Dr. William R. Lee, professor and Program Coordinator in Music Education, recently presented “American Social Ideology and Participation in School Ensembles, 1900 to 1940” at the University of Sheffield in Great Britain. The conference was sponsored by the University of Sheffield Department of Music and The Society for Education, Music and Psychology Research of Great Britain.
Lee shared the session with Dr. Gordon Cox, senior lecturer in music education at the University of Reading, Institute of Education, and others. Lee’s goal is to begin to facilitate an academic exchange program between institutions in Great Britain and UTC.
While he was in Sheffield Lee attended a special session devoted to presentations by British graduate students in music psychology.

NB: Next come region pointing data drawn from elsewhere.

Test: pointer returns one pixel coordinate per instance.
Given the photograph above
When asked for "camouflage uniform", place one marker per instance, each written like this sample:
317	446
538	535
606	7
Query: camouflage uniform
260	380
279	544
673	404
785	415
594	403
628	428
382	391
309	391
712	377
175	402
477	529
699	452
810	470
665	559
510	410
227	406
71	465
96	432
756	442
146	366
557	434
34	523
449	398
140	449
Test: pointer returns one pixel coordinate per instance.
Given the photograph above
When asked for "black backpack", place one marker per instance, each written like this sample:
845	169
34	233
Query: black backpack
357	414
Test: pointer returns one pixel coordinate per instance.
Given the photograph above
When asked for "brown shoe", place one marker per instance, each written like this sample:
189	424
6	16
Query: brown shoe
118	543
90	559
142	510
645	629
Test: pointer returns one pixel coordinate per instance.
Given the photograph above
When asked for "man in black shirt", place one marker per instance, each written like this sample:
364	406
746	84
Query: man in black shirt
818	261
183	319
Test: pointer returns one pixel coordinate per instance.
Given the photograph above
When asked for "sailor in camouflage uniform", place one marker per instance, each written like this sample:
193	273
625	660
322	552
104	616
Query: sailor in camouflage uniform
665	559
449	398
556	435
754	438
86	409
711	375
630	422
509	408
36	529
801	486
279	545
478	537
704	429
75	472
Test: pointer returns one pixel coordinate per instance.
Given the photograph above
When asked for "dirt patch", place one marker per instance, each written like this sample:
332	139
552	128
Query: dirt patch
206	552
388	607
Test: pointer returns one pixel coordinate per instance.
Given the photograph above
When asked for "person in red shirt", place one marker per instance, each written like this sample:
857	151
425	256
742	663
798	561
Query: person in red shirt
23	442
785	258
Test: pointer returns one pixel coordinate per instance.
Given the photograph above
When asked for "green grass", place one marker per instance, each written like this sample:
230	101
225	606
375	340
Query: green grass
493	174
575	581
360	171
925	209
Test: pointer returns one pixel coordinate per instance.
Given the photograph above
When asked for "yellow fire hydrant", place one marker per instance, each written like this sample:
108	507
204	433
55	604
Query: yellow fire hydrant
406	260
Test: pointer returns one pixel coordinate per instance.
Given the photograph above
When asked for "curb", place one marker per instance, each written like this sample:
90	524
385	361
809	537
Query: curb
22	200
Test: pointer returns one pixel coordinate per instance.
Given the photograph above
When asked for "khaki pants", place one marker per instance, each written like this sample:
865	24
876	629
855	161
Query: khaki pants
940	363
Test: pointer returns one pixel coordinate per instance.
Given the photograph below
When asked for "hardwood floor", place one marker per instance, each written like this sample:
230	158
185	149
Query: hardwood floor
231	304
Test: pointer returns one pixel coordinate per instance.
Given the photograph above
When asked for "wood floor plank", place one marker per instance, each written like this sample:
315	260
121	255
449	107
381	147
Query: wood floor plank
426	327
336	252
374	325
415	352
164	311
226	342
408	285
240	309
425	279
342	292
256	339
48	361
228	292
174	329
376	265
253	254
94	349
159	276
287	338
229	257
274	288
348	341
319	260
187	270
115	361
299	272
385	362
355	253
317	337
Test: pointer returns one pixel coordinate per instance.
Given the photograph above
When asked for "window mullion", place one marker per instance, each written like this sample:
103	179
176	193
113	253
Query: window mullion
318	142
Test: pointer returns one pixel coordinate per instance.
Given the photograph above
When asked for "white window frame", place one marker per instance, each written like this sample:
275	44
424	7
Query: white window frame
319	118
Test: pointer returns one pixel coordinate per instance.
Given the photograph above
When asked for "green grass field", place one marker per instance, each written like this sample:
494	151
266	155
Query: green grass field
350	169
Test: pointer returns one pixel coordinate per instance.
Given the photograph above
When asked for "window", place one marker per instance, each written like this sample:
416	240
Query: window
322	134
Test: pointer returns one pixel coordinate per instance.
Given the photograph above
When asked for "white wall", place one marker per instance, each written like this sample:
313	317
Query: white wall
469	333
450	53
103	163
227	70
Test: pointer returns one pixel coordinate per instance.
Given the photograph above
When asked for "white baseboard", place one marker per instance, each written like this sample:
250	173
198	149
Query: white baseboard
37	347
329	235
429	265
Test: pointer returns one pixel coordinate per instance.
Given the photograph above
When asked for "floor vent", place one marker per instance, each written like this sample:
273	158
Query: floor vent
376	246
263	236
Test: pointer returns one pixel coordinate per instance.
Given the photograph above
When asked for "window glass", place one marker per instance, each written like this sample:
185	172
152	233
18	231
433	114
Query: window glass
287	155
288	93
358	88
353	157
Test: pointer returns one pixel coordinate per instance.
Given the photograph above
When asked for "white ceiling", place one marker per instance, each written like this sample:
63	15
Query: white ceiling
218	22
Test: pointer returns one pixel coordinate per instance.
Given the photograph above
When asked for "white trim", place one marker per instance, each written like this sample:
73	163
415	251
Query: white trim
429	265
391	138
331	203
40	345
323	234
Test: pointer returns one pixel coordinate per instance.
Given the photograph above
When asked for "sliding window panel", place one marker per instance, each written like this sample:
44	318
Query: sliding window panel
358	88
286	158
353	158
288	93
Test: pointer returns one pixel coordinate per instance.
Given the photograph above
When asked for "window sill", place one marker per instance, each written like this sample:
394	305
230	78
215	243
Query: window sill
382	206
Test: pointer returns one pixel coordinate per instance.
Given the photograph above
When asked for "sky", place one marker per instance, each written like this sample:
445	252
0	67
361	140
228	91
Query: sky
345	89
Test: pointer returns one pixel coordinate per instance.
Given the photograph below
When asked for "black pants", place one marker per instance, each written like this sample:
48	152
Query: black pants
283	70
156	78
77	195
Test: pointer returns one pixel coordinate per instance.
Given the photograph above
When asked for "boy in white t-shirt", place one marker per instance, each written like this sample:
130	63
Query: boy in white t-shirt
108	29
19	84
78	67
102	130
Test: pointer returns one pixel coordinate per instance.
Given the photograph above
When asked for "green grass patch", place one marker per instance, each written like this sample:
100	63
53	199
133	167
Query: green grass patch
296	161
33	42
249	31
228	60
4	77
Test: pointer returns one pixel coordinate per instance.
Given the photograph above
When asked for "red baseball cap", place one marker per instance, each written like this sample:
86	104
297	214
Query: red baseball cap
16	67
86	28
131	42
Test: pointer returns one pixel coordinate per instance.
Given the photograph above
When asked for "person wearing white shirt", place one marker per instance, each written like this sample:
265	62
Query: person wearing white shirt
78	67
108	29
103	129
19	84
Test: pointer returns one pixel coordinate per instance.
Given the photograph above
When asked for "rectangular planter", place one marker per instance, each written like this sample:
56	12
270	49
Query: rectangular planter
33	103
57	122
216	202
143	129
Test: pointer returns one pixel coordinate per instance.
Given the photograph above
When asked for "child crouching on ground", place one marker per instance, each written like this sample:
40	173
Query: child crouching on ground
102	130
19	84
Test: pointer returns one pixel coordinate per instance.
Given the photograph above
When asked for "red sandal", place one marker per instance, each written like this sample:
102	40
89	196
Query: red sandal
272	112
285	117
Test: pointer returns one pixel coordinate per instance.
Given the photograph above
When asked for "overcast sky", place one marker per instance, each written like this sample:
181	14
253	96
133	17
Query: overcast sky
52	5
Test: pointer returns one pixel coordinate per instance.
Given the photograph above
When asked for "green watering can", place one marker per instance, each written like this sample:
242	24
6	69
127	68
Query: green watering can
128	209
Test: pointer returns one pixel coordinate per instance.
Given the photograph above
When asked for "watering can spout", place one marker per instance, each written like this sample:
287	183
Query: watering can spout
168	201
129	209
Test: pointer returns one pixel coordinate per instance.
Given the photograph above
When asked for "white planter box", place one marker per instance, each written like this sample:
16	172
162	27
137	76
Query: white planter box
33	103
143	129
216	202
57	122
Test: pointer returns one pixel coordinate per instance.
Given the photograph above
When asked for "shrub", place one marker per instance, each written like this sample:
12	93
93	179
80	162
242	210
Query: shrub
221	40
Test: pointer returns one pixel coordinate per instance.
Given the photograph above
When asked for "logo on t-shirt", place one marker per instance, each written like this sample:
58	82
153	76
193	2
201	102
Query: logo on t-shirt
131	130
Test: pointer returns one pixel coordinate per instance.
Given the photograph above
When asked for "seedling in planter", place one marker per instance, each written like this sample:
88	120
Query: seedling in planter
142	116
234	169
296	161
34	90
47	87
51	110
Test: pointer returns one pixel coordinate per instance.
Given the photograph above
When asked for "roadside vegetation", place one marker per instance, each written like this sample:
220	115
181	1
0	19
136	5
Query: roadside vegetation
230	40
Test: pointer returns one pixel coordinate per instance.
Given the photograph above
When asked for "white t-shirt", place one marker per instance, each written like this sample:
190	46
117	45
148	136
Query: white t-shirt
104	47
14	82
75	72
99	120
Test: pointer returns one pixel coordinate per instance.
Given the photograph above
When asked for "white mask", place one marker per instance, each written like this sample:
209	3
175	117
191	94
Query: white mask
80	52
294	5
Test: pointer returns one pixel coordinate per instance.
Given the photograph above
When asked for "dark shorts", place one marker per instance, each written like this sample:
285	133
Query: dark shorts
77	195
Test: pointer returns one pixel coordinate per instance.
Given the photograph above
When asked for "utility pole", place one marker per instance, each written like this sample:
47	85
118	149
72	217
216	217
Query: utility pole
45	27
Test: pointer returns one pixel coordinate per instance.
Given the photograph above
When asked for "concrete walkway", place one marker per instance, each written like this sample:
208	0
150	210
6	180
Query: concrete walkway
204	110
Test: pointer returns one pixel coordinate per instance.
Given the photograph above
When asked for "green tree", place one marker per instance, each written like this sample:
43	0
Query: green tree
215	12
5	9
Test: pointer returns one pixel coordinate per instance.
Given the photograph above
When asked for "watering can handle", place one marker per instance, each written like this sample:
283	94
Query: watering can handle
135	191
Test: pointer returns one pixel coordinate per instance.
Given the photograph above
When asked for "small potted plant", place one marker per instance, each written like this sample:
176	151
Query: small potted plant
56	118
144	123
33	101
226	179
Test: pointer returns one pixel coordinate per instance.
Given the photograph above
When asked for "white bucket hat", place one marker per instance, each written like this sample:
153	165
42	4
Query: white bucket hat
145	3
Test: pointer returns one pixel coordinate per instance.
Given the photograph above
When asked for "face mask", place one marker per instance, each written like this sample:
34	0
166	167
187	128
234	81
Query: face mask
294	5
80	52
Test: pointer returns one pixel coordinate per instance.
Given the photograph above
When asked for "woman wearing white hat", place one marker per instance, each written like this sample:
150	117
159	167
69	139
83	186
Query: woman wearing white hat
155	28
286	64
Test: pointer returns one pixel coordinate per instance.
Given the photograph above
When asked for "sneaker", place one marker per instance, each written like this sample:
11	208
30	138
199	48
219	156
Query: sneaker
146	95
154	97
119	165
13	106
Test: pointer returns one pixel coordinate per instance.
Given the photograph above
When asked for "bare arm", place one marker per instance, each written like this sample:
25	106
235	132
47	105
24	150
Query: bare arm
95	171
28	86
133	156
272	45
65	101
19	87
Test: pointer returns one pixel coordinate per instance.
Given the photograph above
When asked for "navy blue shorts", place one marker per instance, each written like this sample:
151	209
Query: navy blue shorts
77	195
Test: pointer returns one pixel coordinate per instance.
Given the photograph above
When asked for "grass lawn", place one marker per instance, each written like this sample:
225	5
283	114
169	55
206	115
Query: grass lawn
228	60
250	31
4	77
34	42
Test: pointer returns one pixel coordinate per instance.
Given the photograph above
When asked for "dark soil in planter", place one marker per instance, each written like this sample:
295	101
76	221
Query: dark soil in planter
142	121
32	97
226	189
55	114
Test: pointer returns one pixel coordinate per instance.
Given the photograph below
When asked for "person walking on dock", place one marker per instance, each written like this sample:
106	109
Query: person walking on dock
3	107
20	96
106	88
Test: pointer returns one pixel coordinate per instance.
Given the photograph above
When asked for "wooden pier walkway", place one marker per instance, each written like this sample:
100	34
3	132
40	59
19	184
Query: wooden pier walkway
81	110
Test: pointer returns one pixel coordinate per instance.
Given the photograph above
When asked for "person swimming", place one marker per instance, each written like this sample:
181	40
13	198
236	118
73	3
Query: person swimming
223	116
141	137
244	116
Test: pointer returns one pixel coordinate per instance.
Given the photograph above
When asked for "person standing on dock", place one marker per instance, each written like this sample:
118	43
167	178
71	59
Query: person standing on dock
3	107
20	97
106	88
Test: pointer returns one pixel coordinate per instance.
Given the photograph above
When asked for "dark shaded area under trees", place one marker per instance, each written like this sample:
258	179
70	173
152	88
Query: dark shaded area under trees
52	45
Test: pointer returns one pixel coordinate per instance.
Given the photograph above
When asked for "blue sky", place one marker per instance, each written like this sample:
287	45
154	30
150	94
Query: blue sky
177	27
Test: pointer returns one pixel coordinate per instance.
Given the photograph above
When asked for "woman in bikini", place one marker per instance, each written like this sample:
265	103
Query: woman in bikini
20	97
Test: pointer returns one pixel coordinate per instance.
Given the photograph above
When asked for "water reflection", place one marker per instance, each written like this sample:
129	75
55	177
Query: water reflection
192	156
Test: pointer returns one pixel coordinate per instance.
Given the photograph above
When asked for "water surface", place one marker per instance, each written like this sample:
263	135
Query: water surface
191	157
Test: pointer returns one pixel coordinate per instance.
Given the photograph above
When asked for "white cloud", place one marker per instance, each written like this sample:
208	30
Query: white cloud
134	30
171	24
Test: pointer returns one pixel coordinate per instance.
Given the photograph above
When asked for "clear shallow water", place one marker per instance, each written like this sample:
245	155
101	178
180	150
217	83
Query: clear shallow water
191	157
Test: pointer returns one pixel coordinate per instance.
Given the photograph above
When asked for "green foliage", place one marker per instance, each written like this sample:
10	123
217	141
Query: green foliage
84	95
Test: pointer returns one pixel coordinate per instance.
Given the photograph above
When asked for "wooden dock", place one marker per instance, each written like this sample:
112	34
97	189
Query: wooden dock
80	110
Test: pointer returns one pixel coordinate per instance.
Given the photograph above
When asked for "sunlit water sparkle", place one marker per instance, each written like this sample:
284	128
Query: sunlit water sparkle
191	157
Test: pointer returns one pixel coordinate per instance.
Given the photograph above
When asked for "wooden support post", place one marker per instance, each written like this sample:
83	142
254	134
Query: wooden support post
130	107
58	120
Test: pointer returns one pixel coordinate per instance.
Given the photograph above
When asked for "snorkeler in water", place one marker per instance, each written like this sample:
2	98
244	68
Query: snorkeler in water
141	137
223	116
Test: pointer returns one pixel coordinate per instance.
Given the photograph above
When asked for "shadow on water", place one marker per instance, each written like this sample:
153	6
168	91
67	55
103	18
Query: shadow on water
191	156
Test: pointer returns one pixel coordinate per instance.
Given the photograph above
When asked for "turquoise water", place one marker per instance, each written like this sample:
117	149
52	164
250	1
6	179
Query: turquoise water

“This was a great opportunity, especially to see how music research is approached outside the United States. I was glad to see the cross-disciplinary nature of many of the projects and the concern on the part of researchers for music instruction in the community as well as in the schools,” Lee said. “Research in the United States in music psychology has tended to approach music from a narrower perspective, often with a perceptual skew. In Britain musicians and psychologists are still sitting in the same room and the larger experience of music remains a topic of concern,” he said.
Lee has toured in Europe with UTC ensembles in 2003 and 2005 and spoke at the University of Reading in 2006.
He presented a paper June 1st at the Music Educators National Conference-sponsored Keokuk II Symposium in Iowa that examined the historical bases of music education in the United States. His paper there was about the contributions of Tennessean Philander P. Claxton. Claxton was Head of the U.S. Government Bureau of Education under Woodrow Wilson and a pioneering advocate of music in the public schools in the early years of the twentieth century.
Lee serves on several editorial boards and has been on the board of the Journal of Research in Music Education.